Coro è una piacevole cittadina coloniale, piacevole relativamente alle altre città del Venezuela, in senso assoluto sinceramente dice poco. Riporto il giudizio di un Web-wraighter; “ …proprio non capisco per quale motivo il Signor Unesco abbia dichiarato Coro patrimonio dell’umanità”, pensiero del quale mi trova complice. Non vorrei risultare irrispettoso, ma è rendere giustizia a ciò che è il vero spettacolo di questo paese, la Naturaleza. Per la notte abbiamo scelto la posada “ El Gallo” che per 16 dollari ci affitta una stanza con doccia calda e ventilatore. La posada riproduce un’antica abitazione coloniale con colonne che fanno da guardie al patio centrale, le stanze sono tutte comunicanti nella parte del sottotetto per permettere la ventilazione e così renderle più fresche. Post-metto che la storia della ventilazione del sottotetto non funziona.
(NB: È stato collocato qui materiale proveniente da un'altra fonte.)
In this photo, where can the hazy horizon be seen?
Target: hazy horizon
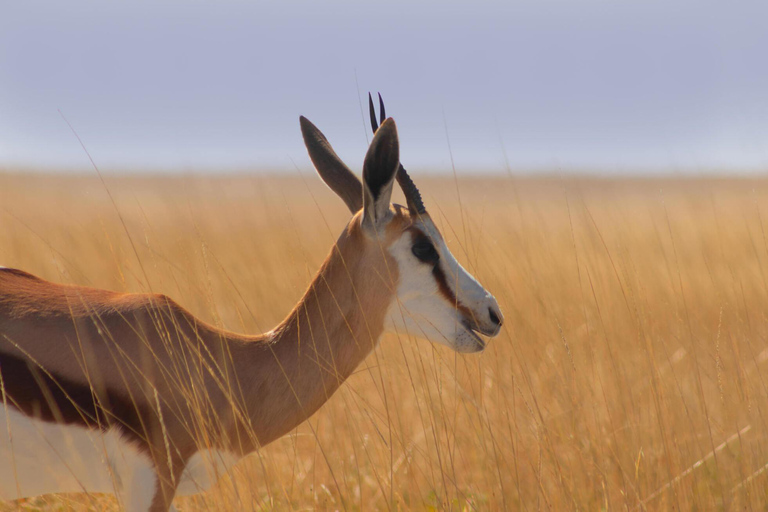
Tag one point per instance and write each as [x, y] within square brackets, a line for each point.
[548, 87]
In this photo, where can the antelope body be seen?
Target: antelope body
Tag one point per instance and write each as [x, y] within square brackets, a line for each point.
[131, 394]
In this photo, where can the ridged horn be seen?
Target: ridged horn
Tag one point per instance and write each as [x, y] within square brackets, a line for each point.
[411, 192]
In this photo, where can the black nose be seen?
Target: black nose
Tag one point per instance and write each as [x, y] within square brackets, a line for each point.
[494, 317]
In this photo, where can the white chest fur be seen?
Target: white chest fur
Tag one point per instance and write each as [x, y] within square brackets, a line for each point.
[41, 458]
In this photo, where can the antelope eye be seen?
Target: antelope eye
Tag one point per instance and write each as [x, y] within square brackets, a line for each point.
[425, 251]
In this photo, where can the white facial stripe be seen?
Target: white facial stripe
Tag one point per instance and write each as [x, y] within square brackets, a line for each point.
[421, 309]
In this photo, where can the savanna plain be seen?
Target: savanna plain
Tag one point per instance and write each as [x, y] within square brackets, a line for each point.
[631, 372]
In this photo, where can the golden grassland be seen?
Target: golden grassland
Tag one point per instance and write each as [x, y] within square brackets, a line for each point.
[629, 374]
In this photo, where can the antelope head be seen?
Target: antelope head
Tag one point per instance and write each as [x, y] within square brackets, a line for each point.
[434, 297]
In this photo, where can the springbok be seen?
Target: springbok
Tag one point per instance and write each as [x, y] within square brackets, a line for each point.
[130, 394]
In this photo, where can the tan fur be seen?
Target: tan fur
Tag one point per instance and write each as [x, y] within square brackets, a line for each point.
[207, 387]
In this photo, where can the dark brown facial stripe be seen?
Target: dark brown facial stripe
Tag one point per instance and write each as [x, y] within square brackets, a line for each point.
[447, 292]
[50, 398]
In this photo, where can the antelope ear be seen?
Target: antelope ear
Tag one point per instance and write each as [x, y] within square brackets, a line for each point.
[381, 164]
[329, 166]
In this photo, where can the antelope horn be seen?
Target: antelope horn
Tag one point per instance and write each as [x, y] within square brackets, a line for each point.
[412, 195]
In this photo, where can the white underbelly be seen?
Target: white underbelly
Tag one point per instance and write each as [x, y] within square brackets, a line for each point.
[38, 457]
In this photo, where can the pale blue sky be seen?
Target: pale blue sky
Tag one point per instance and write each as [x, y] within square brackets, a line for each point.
[590, 85]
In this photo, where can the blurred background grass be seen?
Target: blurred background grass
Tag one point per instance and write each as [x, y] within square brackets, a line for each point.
[629, 373]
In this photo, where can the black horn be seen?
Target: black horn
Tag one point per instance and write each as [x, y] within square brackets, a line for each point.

Alla posada siamo arrivati in taxi guidato da uno scaltro, brizzolato signore sulla sessantina, che ad ogni incrocio ci chiedeva se doveva girare a destra o a sinistra, al chè dopo avergli ricordato che era lui il tassista e noi i turisti non ci ha più fatto domande.
Verso sera ci facciamo accompagnare nel posto più caratteristico della zona che fa si che meriti la deviazione verso questa città, i Medanos de Coro (letteralmente le Dune di Coro), un angolo di deserto a dieci minuti dal centro. La loro formazione è molto antica, ricordo del mare, che ora da li si è ritirato, e del clima molto secco e poco piovoso che contraddistingue tutta la costa venezuelana.
Sinceramente consiglio questo posto soprattutto all’alba od al tramonto, quando i colori ti parlano e ti rendono la quiete e la tranquillità che “volontariamente” abbiamo dimenticato. Dopo una profonda meditazione, dall’alto di una duna, sull’origine del cosmo e come ragionano le donne (in entrambi i casi senza arrivare a nulla), reintegriamo gli zuccheri e le proteine in un interessante cantina sul paseo Talavera, nella zona coloniale, con un abbondante “parrillada” di carne mista e 12 Polar Light per soli 16 dollari. Una cosa che molto mi piace dei paesi sudamericani, è la facilità di parola e disponibilità verso gli altri, la naturalezza di scambiare due parole con il primo che ti si siede a fianco e con la stessa confidenza che hai con chi conosci da una vita. Manco a dirlo ci intortiamo con due signori sulla cinquantina, un giro lo pago io, uno lo paghi tu, prima l’hai pagato tu adesso tocca a me, e dopo la quinta birra gli argomenti spaziavano dalle unghie del Bradipo ai merletti di Micene il tutto in perfetto italianspanish. Prima di correre il rischio di tornare in posada al passo del ghepardo salutiamo i nostri amici ed a piedi torniamo a casa.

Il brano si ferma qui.